Tu móvil. Con las fotos de tus hijos, las de tu madre, las de aquel verano de antes de la pandemia. Con tus redes sociales, y el puñado de likes que cosechas ansioso como si fuesen los destellos de ese éxito que ya sabes que nunca tendrás. Con tu correo, el personal y el del trabajo. Con la APP esa que te cuenta los pasos y que te da la falsa sensación de que estás haciendo algo para perder el peso que dices que no es tuyo, pero lleva contigo desde el 2019. Con la otra APP, la de reservar en el gimnasio, que te recuerda, acusadora, lo poco que vas. Con otras diez o doce, o vete a saber cuántas APP más, que ya no sabes ni para qué son, que te descargarte en su día y que no usas. Con tus tarjetas bancarias. Con las tarjetas de embarque del viaje del lunes. Con tus whatsapps, ¡tus whatsapp! Las conversaciones que deberías haber borrado y que conservas ocupando espacio.
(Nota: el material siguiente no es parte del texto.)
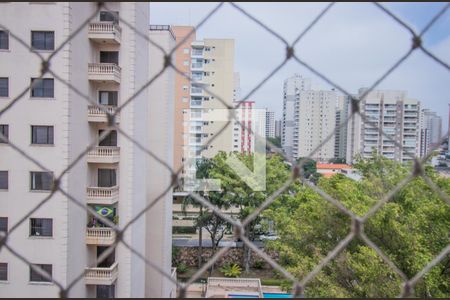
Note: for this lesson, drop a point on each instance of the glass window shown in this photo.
(106, 177)
(110, 139)
(37, 277)
(42, 135)
(41, 181)
(108, 98)
(4, 130)
(4, 40)
(3, 180)
(41, 227)
(42, 87)
(43, 40)
(4, 87)
(4, 224)
(109, 57)
(109, 16)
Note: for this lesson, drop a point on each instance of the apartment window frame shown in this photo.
(48, 45)
(111, 98)
(47, 91)
(36, 277)
(38, 229)
(42, 185)
(4, 94)
(4, 186)
(4, 129)
(4, 38)
(49, 138)
(4, 223)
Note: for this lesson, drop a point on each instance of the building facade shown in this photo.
(392, 113)
(108, 62)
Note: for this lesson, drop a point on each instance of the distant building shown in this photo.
(392, 113)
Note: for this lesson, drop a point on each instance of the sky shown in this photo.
(353, 45)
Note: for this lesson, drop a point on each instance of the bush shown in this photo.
(184, 230)
(182, 268)
(259, 264)
(231, 270)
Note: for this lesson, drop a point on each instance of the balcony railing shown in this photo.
(101, 276)
(104, 154)
(104, 72)
(105, 32)
(95, 114)
(102, 195)
(100, 236)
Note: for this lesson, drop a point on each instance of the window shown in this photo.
(42, 135)
(43, 40)
(41, 227)
(3, 271)
(3, 180)
(4, 129)
(4, 89)
(109, 16)
(41, 181)
(110, 139)
(4, 40)
(42, 87)
(4, 224)
(106, 177)
(109, 57)
(36, 277)
(108, 98)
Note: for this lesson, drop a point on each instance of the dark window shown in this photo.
(3, 180)
(42, 135)
(4, 224)
(4, 40)
(41, 227)
(107, 98)
(110, 139)
(35, 276)
(41, 181)
(109, 57)
(109, 16)
(43, 40)
(3, 271)
(105, 291)
(4, 87)
(42, 88)
(106, 177)
(4, 130)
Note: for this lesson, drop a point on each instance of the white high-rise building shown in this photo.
(309, 116)
(109, 62)
(394, 114)
(270, 124)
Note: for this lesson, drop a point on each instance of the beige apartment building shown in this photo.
(395, 115)
(109, 62)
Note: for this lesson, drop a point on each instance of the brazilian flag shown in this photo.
(105, 211)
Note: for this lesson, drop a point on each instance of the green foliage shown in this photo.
(182, 268)
(231, 270)
(411, 229)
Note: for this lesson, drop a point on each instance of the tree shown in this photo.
(411, 229)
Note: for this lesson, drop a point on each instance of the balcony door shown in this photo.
(106, 177)
(109, 57)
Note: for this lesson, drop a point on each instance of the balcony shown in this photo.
(104, 154)
(102, 195)
(105, 32)
(104, 72)
(101, 276)
(100, 236)
(96, 115)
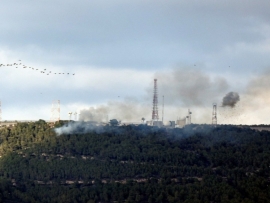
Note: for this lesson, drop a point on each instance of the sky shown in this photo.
(198, 51)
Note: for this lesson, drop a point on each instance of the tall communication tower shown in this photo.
(70, 114)
(0, 112)
(162, 108)
(214, 114)
(155, 102)
(55, 111)
(188, 118)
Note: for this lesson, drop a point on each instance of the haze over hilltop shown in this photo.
(198, 51)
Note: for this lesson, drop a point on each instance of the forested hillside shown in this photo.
(199, 163)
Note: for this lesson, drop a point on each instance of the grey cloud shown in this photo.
(190, 87)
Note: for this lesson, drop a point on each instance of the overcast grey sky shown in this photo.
(116, 48)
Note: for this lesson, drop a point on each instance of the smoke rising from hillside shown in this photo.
(127, 110)
(230, 99)
(185, 88)
(190, 87)
(182, 88)
(78, 128)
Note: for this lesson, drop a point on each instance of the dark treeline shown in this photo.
(199, 163)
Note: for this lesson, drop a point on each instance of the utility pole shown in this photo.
(162, 108)
(155, 102)
(214, 114)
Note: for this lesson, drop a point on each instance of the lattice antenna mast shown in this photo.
(162, 108)
(214, 114)
(70, 114)
(75, 116)
(155, 102)
(188, 117)
(55, 111)
(0, 112)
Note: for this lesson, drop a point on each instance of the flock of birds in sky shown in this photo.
(42, 71)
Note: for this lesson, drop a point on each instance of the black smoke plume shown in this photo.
(230, 99)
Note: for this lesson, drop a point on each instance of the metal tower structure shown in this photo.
(75, 116)
(188, 118)
(0, 112)
(155, 102)
(55, 111)
(70, 114)
(162, 108)
(214, 114)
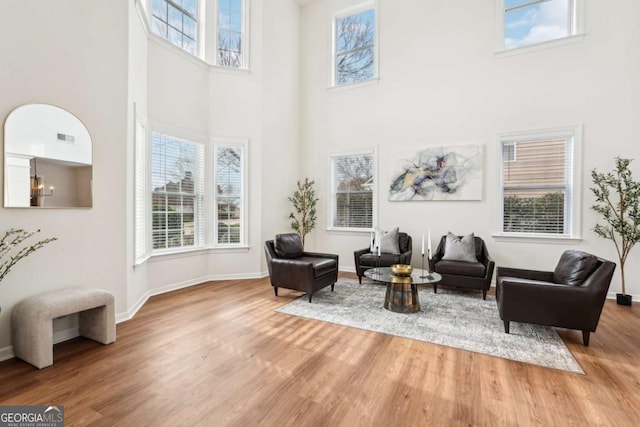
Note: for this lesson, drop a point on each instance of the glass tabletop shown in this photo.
(418, 276)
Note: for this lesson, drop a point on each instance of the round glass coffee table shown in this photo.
(402, 291)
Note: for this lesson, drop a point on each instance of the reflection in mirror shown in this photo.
(48, 158)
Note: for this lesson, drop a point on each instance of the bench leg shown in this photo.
(98, 324)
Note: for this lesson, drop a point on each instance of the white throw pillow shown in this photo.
(388, 241)
(460, 249)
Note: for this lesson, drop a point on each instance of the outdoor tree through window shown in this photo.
(355, 37)
(353, 190)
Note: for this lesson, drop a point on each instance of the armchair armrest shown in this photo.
(320, 255)
(543, 276)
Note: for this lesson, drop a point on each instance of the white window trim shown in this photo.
(361, 7)
(331, 195)
(212, 217)
(245, 37)
(577, 32)
(576, 133)
(139, 120)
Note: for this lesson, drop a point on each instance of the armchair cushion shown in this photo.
(460, 248)
(574, 267)
(474, 269)
(288, 245)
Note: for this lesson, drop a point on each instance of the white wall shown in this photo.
(72, 54)
(441, 83)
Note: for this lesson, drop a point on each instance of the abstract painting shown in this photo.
(438, 173)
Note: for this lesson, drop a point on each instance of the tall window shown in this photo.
(528, 22)
(230, 34)
(229, 169)
(539, 194)
(177, 178)
(176, 21)
(354, 46)
(353, 190)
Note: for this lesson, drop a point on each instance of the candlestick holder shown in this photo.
(428, 275)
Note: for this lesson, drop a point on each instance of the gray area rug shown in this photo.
(452, 318)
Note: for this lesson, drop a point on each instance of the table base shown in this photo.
(402, 298)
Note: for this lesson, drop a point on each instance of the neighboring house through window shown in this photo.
(539, 186)
(353, 190)
(177, 177)
(177, 22)
(530, 22)
(354, 45)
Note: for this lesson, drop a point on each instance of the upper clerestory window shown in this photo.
(231, 34)
(177, 22)
(354, 46)
(532, 22)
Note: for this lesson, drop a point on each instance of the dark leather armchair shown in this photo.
(463, 274)
(571, 296)
(292, 268)
(365, 259)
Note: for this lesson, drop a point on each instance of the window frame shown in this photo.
(218, 142)
(142, 163)
(198, 40)
(244, 37)
(573, 181)
(576, 28)
(343, 13)
(332, 206)
(200, 189)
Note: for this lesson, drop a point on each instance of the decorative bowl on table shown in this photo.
(402, 270)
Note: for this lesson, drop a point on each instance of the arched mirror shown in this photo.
(47, 159)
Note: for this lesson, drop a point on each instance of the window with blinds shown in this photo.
(353, 177)
(177, 193)
(140, 161)
(537, 184)
(229, 169)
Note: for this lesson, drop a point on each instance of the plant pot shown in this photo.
(623, 299)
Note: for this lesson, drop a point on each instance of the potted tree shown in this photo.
(618, 201)
(12, 249)
(304, 201)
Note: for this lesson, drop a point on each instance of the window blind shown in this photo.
(177, 188)
(353, 184)
(537, 185)
(229, 171)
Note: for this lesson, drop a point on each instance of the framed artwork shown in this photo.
(438, 173)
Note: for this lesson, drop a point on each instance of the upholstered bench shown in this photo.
(32, 322)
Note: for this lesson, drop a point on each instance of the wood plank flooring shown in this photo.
(218, 354)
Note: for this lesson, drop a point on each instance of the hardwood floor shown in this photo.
(218, 355)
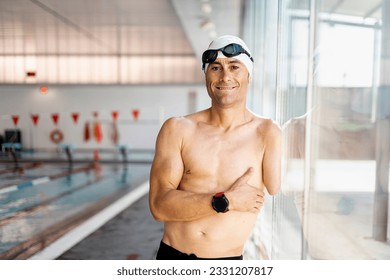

Esos grupos de los que nunca saliste y en los que te quedaste como administrador, o incluso como único miembro. Con las fotos de los perfiles, que cotilleas de vez en cuando. La foto de ella… Y sus whatsapp. Los de antes. Porque hace ya casi seis meses que no sabes nada de ella. Bueno, nada no. Sabes lo que te enseñan sus fotos de perfil, lo que imaginas a través de sus estados. Que dices tú, que si no te ha excluido de las personas que pueden verlos, será por algo. A lo mejor ella también se acuerda de ti. Como tú de ella. A lo mejor, a pesar de cómo acabasteis, a pesar de que hace más de seis meses que no habláis, a pesar de las caras sonrientes en los viajes, en las cenas, que te miran desde su número durante solo veinticuatro horas, ella no quiere cortar todos los lazos contigo. O sí. Y no se acuerda de ocultártelos. O sí, y prefiere que la veas, continuamente, que sientas que lo pasa bien, que no te recuerda, que cada uno de sus días es un día más feliz sin ti. Seguramente eso tiene un nombre. Lo que tú haces, cotilleando y lo que hace ella, exhibiéndose. Seguro. Ahora todo lo tiene. Pero tú no lo conoces.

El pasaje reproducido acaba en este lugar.